Nokor wants joint U.S.-Nokor investigation into Sony hack, U.S. calls it “absurd”

U.S. Ambassador to the United Nations Samantha Power speaks at the Center for American Progress' 2014 Making Progress Policy Conference in Washington November 19, 2014. REUTERS/Gary Cameron
U.S. Ambassador to the United Nations Samantha Power speaks at the Center for American Progress’ 2014 Making Progress Policy Conference in Washington November 19, 2014. REUTERS/Gary Cameron

(Reuters) – Washington’s U.N. envoy on Monday dismissed as absurd North Korean demands for a joint U.S.-North Korean investigation of the hacking of Sony Pictures and threats of retaliation if the United States refused.

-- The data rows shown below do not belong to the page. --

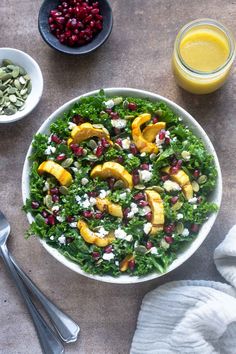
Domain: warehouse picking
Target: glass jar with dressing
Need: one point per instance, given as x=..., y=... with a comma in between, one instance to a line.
x=203, y=55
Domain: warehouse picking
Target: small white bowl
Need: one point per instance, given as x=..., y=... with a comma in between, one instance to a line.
x=32, y=68
x=215, y=197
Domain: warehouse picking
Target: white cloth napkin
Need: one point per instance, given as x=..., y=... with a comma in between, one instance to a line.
x=192, y=316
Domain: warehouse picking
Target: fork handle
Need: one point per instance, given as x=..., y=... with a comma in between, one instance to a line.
x=50, y=344
x=67, y=329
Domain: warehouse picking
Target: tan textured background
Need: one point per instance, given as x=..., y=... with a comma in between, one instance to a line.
x=136, y=55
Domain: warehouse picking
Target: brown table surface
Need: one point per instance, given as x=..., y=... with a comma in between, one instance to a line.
x=136, y=55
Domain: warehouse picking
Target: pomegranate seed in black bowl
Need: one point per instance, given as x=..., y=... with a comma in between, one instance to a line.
x=75, y=27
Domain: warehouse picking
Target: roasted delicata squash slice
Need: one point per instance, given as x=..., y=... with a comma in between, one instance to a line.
x=92, y=237
x=113, y=169
x=157, y=207
x=85, y=131
x=142, y=144
x=109, y=207
x=124, y=264
x=60, y=173
x=150, y=132
x=183, y=180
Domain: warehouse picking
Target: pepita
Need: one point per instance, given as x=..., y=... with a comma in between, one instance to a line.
x=67, y=162
x=195, y=186
x=63, y=190
x=139, y=186
x=202, y=179
x=179, y=228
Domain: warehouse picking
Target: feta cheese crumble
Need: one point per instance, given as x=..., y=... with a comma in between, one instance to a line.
x=118, y=123
x=144, y=175
x=171, y=186
x=147, y=228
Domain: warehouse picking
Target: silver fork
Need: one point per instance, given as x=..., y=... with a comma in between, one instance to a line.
x=67, y=328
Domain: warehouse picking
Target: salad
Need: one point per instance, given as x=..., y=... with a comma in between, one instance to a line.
x=120, y=185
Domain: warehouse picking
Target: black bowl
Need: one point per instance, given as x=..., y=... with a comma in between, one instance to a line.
x=97, y=41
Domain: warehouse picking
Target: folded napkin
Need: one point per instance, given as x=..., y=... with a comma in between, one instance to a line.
x=192, y=316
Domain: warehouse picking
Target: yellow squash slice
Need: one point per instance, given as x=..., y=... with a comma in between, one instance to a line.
x=142, y=144
x=183, y=180
x=85, y=131
x=150, y=132
x=109, y=207
x=56, y=170
x=91, y=237
x=113, y=169
x=157, y=207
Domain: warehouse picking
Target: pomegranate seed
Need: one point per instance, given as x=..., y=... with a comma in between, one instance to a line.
x=54, y=190
x=139, y=196
x=119, y=141
x=167, y=140
x=93, y=194
x=120, y=159
x=155, y=120
x=149, y=245
x=61, y=157
x=98, y=215
x=132, y=106
x=142, y=203
x=104, y=143
x=148, y=216
x=99, y=151
x=169, y=228
x=169, y=239
x=131, y=264
x=174, y=170
x=133, y=149
x=108, y=249
x=111, y=182
x=87, y=214
x=144, y=166
x=165, y=178
x=174, y=199
x=44, y=213
x=135, y=179
x=55, y=198
x=194, y=228
x=96, y=255
x=126, y=212
x=162, y=134
x=35, y=205
x=196, y=173
x=51, y=220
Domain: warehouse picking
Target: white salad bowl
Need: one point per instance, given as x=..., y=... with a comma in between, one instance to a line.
x=215, y=197
x=33, y=70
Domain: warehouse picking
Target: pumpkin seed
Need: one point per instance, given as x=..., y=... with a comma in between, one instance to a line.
x=119, y=184
x=67, y=162
x=92, y=144
x=202, y=179
x=139, y=186
x=177, y=205
x=48, y=201
x=195, y=186
x=117, y=100
x=63, y=190
x=13, y=98
x=179, y=228
x=140, y=249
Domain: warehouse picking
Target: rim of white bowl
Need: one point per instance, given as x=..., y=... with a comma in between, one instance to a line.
x=206, y=227
x=4, y=119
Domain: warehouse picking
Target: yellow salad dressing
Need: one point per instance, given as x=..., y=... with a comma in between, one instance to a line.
x=203, y=56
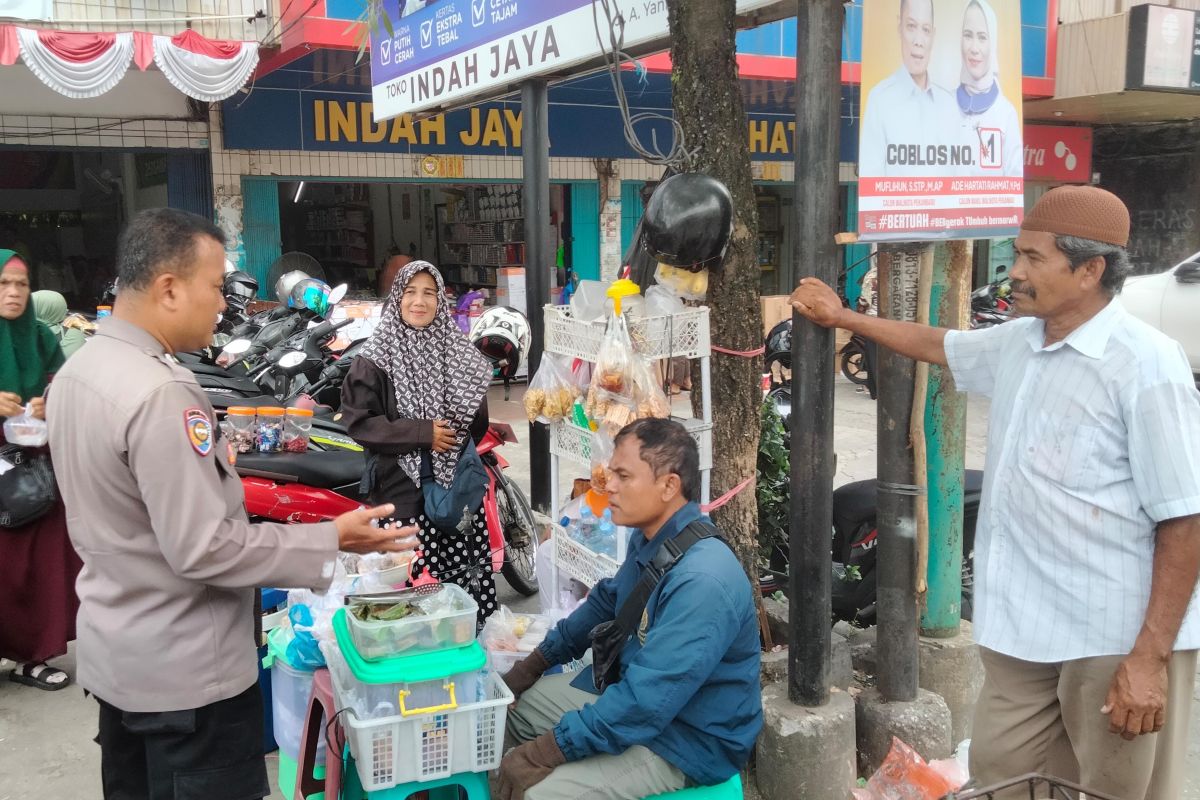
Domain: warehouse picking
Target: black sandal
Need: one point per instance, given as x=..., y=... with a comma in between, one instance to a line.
x=39, y=675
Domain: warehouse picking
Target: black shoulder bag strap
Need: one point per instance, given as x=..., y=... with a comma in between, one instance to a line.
x=609, y=638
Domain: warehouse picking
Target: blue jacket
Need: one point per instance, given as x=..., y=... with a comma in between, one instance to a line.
x=690, y=687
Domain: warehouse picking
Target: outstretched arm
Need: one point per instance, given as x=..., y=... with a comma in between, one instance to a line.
x=819, y=304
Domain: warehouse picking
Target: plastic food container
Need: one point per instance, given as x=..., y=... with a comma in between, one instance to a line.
x=269, y=429
x=407, y=686
x=297, y=427
x=243, y=427
x=444, y=617
x=291, y=691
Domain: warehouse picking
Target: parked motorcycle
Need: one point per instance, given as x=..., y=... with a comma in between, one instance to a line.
x=990, y=304
x=855, y=548
x=318, y=486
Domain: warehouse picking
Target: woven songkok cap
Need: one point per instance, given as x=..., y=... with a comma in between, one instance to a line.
x=1084, y=211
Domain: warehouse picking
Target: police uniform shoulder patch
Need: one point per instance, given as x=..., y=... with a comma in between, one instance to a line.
x=199, y=431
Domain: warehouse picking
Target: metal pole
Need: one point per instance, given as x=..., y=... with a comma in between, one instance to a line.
x=815, y=253
x=897, y=583
x=539, y=260
x=946, y=420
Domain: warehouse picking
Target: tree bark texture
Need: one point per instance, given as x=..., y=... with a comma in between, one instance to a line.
x=707, y=102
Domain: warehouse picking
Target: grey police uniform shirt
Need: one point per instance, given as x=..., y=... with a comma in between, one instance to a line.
x=157, y=515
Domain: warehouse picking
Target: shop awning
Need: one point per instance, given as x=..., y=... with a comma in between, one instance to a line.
x=81, y=64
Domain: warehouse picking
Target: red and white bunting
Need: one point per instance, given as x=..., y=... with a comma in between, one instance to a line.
x=204, y=68
x=79, y=64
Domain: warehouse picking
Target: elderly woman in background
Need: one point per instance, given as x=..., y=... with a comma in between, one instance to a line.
x=51, y=310
x=990, y=124
x=37, y=563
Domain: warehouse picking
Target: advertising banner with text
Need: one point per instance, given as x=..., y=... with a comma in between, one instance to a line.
x=442, y=53
x=941, y=152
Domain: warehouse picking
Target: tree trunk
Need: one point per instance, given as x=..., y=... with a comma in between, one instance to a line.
x=707, y=102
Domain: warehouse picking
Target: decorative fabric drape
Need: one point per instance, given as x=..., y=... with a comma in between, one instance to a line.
x=81, y=64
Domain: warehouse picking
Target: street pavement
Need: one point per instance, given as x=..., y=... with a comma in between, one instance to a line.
x=46, y=738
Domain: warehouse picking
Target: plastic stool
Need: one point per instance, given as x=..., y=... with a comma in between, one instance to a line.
x=287, y=777
x=474, y=783
x=729, y=791
x=321, y=709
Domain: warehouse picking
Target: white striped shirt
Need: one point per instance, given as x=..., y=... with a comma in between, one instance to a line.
x=1091, y=443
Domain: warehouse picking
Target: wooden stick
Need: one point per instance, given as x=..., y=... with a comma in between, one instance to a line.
x=917, y=428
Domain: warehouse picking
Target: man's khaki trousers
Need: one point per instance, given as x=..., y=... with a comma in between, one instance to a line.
x=1045, y=717
x=635, y=774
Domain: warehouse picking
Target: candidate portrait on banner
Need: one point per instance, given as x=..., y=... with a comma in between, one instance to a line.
x=909, y=118
x=989, y=120
x=940, y=146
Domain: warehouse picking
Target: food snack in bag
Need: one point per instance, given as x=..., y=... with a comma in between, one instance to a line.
x=652, y=401
x=27, y=429
x=551, y=392
x=601, y=453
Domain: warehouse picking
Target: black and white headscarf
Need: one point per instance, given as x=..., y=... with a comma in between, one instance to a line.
x=436, y=372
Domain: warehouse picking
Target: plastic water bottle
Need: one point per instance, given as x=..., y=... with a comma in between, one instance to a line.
x=587, y=524
x=606, y=535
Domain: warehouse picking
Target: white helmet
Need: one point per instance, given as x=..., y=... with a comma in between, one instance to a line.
x=286, y=283
x=502, y=335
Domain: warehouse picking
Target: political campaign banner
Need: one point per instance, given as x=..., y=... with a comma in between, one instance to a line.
x=941, y=152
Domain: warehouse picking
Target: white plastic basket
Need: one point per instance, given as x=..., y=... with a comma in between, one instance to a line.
x=683, y=335
x=569, y=440
x=395, y=750
x=585, y=565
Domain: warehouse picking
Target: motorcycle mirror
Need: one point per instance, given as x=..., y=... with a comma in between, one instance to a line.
x=238, y=347
x=292, y=359
x=336, y=294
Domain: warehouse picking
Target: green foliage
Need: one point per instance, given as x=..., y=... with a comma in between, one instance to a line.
x=774, y=481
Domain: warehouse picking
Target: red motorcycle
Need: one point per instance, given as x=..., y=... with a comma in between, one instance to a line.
x=317, y=486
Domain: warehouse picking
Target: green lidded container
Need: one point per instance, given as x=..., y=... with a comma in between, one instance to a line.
x=421, y=684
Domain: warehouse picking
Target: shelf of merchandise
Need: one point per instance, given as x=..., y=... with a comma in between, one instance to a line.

“It is exactly the kind of behavior we have come to expect from a regime that threatened to take ‘merciless countermeasures’ against the U.S. over a Hollywood comedy, and has no qualms about holding tens of thousands of people in harrowing gulags,” Ambassador Samantha Power said.

“It is incumbent on the Security Council to consider the (U.N.) Commission of Inquiry’s recommendation that the situation inNorth Korea be referred to the International Criminal Court and to consider other appropriate action on accountability,” Power added in a speech to the U.N. Security Council.